Tuesday, November 24, 2015

Thank You for all the Birthday Wishes

Tonight's sunset

Some say that the soul leaves the body at the moment of death. That it rises up to heaven. Or that it descends to receive its eternal punishment. Others say that the soul wanders around for a while or that the spirit of the dead person can return for an earthly visit, or that death is simply the end. Having held a person in my arms at the moment of his death, I still cannot say for certain.

It was my birthday today, and how can one help but ponder death on the anniversary of one's birth? Birth and death are life's bookends. So, yes, Happy Birthday to me and someday my soul will go somewhere even if that somewhere turns out to be nowhere. Meanwhile, I'm full of joy and gratitude for this life. For love, friends, family, food, drink, music, theatre, art, my good health, beauty in all of its incarnations--clouds, birds, rocks, a finely crafted sentence, a pretty scarf, and for birthday wishes.

Yesterday I read about Einstein in the New York times. THIS INFO GRAPHIC blew my 63-year-old mind. And there was this quote: "In 1907, Albert Einstein had his “happiest thought” — people in free fall do not feel their own weight. This simple idea laid the foundation for his general theory of relativity, which Einstein presented 100 years ago this month." 

If I woke up in a box, completely weightless, I wouldn't know if I were falling or floating. Maybe that's how the soul feels.




And before the sunset's color drained from the sky, the full moon appeared from behind the clouds.

Wednesday, November 18, 2015

Wednesday Morning Beach Report


The ocean all froth and foam, waves booming like cannon fire, still this skua sits unperturbed.


Me? My feathers have been a bit ruffled by the incessant wind. Wind chimes clanging more than chiming, the roots of my hair hurting after a walk. It's cold in my southern California house when the wind blows. What lovely first world problems.

I had to cancel my T'ai Chi Chih class on Sunday due to wind. You can see a brief video HERE. (Scroll down to Sunday.) But maybe stop by that piece from the New York Times titled, "Brawn and Brains." That's why none of us blew over.

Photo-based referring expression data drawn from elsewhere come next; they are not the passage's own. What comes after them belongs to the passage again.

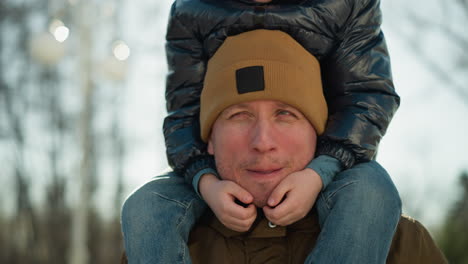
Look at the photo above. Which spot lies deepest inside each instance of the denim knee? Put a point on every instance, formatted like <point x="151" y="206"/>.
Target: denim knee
<point x="157" y="218"/>
<point x="367" y="188"/>
<point x="165" y="197"/>
<point x="373" y="189"/>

How's the weather where you are?

Wednesday, November 11, 2015

Wednesday Beach Report

Yesterday I felt wrecked. My hair in tangles from the wind, my throat dry, never quite warm enough to be comfortable. The bereavement group I attended left me feeling rattled. What do I do with that box of videos on my garage shelf that may or may not contain footage of Dan? Will there be some future day when I sit on the couch with the curtains drawn, fast-forwarding through past moments when I didn't even know him? What do I do with Dan's computer? What would I search for there? Is compartmentalizing a good thing or a bad thing? How do we mourn a loved one's continued absence while acknowledging that we've moved on? How do we live inside the gratitude for that love and translate that into living each day going forward? There were answers to those questions. Just not an answer.  And what about all the grief in that room? How does each of us carry it? The box of kleenex that gets shoved from one end of the table to another seems like a metaphor, but I can't quite put it into words.

By bedtime last night, still a bit teary-eyed, I shivered under a tower of blankets, figuring I was coming down with something.


This morning I woke up feeling well. Better than well.

Not today's actual surfer--but a previous day's surfer. Just in case someone recognizes this guy and he's supposed to be at work.
The beach today was windswept today. A lone and patient surfer waited far out from shore for that perfect moment. As I walked back, he was riding in, every breath full of balance and grace. So much of every day feels like a chain of perfect moments for me right now. But I haven't really caught my wave. I'm still treading water, figuring out how to manage my freedom.

Wednesday, November 4, 2015

Home

I'm home and it looks like this:


I live in a beautiful place. I am now free to enjoy the sunsets on the sand as well as the morning. My mother continues to do well in the nursing home. I've purchased tickets for a November visit. My brain is re-booting itself as it shuts down the hyper-vigilant caregiver mode. What's next? I ask myself and then remember that I have not yet succeeded at getting my mom onto Medicaid. We're close. I hope. Meanwhile, I've sent a boatload of money off to Iowa to pay the first bill. I'm still in charge of her finances--paying her insurance premiums, her credit card, handling end-of-life arrangements, thinking ahead while looking behind and all the while blessing every present moment whether my feet are in the sand or under my desk.